A study funded by the Bill and Melinda Gates Foundation found drinking alcohol in moderation is more harmful than previously thought. The study concludes there's no "safe" level of alcohol consumption.

The study analyzed information from millions of people in nearly 200 countries and found that alcohol is tied to nearly 3 million deaths globally each year, with about 1 in 10 deaths linked to alcohol use. Furthermore, any protective health effects of alcohol were offset by the drink's risk, including between alcohol consumption and risk of cancer and injuries such as from car accidents.
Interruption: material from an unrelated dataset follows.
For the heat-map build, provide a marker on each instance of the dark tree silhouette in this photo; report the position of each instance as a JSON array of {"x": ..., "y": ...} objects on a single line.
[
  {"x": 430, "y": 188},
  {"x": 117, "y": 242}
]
"The widely held view of the health benefits of alcohol needs revising," the researchers wrote in their paper published in the The Lancet. "Our results show that the safest level of drinking is none." The study analyzed information from nearly 700 previous studies to estimate how common drinking alcohol is worldwide, including a total of 28 million people to investigate the health risks tied to alcohol.

The researchers found that globally 1 in 3 people (32.5 percent) drink alcohol, which is equivalent to 2.4 billion people, and that drinking alcohol was the seventh leading risk factor for early death in 2016 worldwide. Researchers said that public health campaigns should consider recommending abstinence from alcohol.

The Lancet called the work the "most sophisticated global study of the impact of alcohol on human health ever conducted." The study confirms that alcohol is one of the world's leading causes of disability, disease and death.